„Ziel ist es, die strukturelle Ähnlichkeit unserer Ergebnisse aus dem 3D-Drucker mit herkömmlichem Mauerwerk aufzuzeigen. Wir sind überzeugt, dass sich so das Genehmigungsverfahren vereinfachen ließe, da die Baubehörden in der Lage wären, sich an den Regeln und Bauvorschriften einer etablierten Sparte zu orientieren“, erklärt Cheniuntai. Der Vorteil für Bauunternehmen bestehe unterdessen darin, dass bewährte Bautechniken – angefangen beim Anlegen von Fundamenten bis hin zur Konstruktion von Dächern – problemlos auf dieses neuartige Verfahren übertragbar seien.
Statt auf ausgefallenere Baumaterialien wie Kohlefaser oder Biokunststoff greifen Cheniuntai und ihre Kollegen bewusst auf altbekannte Favoriten wie Beton zurück – mit einem entscheidenden Unterschied: Da herkömmlicher Beton sich nicht für 3D-Druckprozesse eignet, kombiniert das Team die grundlegenden Zutaten – Wasser, Sand und Zement – mit einem geheimen Baustoff, das dem Material eine optimale Viskosität und Aushärtezeit verleiht.
„Wir wissen, dass es zunächst darauf ankommt, uns mit den gängigen Baustoffen der Branche so vertraut wie möglich zu machen“, betont Cheniuntai. „Später können wir dann den Schritt zu neuen Materialien wagen.“
Natürlich sind 3D-gedruckte Strukturen, die wie traditionelles Mauerwerk aussehen, nur dann sinnvoll, wenn sie auch aus funktionaler Sicht mit ihrem Vorbild mithalten können. Mit Unterstützung von Briggs Engineering and Testing sowie der University of Connecticut unterzog das Team von Apis Cor seine Wände den gleichen von der internationalen Standardisierungsorganisation ASTM International zertifizierten Tests, denen auch Schalsteine unterliegen. Dazu gehört etwa die Bewertung von Festigkeit, Widerstand, Biegeresistenz und Kompressionsgrad.

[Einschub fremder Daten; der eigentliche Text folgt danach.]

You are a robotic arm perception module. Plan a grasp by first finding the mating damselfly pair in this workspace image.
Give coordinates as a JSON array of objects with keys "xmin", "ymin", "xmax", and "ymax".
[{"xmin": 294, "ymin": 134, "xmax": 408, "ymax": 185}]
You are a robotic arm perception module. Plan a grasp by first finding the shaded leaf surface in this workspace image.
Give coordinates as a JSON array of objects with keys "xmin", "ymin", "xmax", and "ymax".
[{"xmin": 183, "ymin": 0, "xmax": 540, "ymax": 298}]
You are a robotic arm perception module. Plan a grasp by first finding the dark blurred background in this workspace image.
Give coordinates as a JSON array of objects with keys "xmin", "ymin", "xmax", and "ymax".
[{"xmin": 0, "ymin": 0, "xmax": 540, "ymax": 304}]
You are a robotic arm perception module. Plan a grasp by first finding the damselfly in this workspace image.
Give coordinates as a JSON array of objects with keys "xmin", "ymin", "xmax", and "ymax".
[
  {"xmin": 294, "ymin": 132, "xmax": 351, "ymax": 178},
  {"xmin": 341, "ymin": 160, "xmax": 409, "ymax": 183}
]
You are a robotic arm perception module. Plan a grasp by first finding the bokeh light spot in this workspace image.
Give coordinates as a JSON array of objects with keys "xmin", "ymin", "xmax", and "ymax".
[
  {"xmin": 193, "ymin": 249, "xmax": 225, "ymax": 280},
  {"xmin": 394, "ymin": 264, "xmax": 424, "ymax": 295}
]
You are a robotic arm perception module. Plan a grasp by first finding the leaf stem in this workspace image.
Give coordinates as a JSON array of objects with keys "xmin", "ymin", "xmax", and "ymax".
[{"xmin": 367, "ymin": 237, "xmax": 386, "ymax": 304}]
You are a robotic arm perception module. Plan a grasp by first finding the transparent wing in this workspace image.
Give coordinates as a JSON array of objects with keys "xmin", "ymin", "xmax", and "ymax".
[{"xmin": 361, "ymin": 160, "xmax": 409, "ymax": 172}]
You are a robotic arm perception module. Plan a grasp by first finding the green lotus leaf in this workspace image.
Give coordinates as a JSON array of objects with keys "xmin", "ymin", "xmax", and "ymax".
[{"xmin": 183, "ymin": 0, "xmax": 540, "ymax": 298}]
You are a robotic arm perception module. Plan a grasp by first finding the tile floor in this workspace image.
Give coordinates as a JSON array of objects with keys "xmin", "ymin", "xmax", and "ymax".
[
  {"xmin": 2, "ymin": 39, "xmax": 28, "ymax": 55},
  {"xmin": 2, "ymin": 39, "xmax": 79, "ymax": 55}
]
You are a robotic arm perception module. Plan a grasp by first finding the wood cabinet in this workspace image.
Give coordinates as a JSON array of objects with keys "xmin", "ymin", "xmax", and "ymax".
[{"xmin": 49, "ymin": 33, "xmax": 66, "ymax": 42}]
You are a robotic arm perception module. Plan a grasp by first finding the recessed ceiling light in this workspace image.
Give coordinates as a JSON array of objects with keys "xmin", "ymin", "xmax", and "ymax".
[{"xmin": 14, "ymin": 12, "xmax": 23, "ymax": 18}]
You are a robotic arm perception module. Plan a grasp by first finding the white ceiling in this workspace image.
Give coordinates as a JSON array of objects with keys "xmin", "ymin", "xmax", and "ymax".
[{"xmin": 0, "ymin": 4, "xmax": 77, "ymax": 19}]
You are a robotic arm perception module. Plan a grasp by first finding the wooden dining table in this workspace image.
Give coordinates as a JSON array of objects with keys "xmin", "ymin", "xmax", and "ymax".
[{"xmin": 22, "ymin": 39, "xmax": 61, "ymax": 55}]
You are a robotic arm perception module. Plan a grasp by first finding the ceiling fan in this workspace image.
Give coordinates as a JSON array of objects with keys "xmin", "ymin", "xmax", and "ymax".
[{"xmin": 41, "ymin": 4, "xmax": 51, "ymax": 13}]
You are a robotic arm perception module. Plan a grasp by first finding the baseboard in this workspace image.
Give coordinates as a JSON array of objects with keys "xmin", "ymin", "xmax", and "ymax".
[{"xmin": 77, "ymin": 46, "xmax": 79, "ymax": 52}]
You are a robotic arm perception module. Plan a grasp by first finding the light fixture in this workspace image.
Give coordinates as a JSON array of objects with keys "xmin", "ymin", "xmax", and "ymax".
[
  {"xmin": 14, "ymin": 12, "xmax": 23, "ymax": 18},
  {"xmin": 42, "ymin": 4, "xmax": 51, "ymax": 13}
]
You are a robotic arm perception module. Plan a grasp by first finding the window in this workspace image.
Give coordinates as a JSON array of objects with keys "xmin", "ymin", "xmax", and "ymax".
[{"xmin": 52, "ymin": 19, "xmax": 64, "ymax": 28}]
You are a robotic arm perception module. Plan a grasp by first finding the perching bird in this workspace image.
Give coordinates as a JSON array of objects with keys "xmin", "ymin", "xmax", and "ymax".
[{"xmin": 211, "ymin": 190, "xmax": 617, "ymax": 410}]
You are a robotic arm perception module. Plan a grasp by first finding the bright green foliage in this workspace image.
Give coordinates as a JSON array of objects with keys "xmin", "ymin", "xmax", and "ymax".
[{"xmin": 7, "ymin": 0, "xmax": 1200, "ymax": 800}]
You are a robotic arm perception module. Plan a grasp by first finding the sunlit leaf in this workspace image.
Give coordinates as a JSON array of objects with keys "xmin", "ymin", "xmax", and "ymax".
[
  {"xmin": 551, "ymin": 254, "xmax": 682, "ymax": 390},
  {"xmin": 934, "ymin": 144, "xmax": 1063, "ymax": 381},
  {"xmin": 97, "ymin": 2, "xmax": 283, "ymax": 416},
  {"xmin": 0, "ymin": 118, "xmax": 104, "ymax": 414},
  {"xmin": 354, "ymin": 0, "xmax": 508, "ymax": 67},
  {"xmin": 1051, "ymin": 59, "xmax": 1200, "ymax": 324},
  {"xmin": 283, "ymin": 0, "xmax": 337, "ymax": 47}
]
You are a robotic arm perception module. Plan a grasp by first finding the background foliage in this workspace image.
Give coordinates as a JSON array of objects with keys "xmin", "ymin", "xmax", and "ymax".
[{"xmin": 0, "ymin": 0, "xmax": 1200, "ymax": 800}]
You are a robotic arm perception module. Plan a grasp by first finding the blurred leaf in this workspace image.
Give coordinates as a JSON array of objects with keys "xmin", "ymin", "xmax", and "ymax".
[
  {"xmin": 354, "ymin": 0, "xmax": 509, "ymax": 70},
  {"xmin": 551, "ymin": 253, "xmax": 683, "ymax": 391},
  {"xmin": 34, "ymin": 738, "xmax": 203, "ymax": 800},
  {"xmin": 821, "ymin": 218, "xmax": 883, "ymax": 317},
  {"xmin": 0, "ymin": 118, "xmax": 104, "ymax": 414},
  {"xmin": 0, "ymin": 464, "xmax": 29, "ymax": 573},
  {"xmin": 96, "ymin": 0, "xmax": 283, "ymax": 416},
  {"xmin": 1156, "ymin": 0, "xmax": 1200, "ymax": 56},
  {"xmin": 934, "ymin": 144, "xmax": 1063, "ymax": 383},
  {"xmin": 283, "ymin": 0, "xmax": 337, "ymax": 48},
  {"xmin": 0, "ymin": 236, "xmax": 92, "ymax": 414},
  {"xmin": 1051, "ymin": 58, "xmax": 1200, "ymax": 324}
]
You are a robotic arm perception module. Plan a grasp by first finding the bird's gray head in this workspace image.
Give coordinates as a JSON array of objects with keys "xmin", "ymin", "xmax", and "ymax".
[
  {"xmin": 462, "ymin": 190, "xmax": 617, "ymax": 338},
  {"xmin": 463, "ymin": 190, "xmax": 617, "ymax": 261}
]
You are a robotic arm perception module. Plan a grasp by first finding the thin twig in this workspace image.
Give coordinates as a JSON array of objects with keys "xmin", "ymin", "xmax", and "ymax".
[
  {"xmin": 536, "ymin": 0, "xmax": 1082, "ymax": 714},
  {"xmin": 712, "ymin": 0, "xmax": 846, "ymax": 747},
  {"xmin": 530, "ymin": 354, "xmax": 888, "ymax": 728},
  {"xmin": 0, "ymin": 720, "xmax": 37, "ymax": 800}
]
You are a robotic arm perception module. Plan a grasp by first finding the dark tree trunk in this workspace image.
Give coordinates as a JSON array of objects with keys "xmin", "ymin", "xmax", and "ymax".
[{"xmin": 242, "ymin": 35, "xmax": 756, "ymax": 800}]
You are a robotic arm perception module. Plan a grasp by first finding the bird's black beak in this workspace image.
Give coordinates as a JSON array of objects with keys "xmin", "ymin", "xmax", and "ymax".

„Die Festigkeit eines Schalsteins wird durch die Bestimmung der Belastungsgrenze unter starkem Druck ermittelt. Also haben wir ein 3D-Modul im exakten Format eines Schalsteins derselben Prozedur unterzogen“, erläutert Kenny. Für die Auswertung der Tests ist das Team von Thornton Tomasetti zuständig, das die Ergebnisse in Form eines Dokuments festhält, das problemlos mit Baubehörden geteilt werden kann. „Auf diese Weise möchten wir verdeutlichen, dass dieses neuartige Baumaterial sämtliche Anforderungen der bestehenden, sehr vergleichbaren Bauvorschriften in Zusammenhang mit Schalsteinen erfüllt“, erklärt er.
Im Rahmen zweier geplanter Demonstrationsprojekte gilt es nun, die empirischen Untersuchungsergebnisse auf den Prüfstand der Praxis zu stellen. Das erste Projekt – ein 3D-gedrucktes zweistöckiges Haus in Jackson im US-Bundesstaat Louisiana – soll in gerade einmal zwei Wochen fertiggestellt werden und nur halb so viel kosten wie ein herkömmliches Haus. Das zweite, für das sich Apis Cor mit dem Housing Trust Fund of Santa Barbara County zusammengeschlossen hat, hat die Schaffung erschwinglichen Wohnraums im kalifornischen Santa Barbara mithilfe von 3D-Druckverfahren zum Ziel. Beide Projekte werden voraussichtlich im Herbst 2020 beginnen und den üblichen Genehmigungsprozess durchlaufen müssen – die ideale Gelegenheit, die Vorteile und Governance-Strukturen der 3D-Drucktechnologie vorzustellen.
„Wir wollen an ein paar Orten eine gewisse Anzahl von Leuten von unserem Ansatz überzeugen. Dann hätten wir einen Präzedenzfall, der zeigt, dass ein Gebäude schon einmal in dieser Art gebaut wurde“, meint Kenny. Während bei anfänglichen Projekten Simplizität im Mittelpunkt stehen soll, plant das Team, im Laufe der Zeit zusätzliche Prototypen mit ausgefalleneren Bauformen vorzustellen. Natürlich werden auch diese zunächst die Gunst der Baubehörden gewinnen müssen.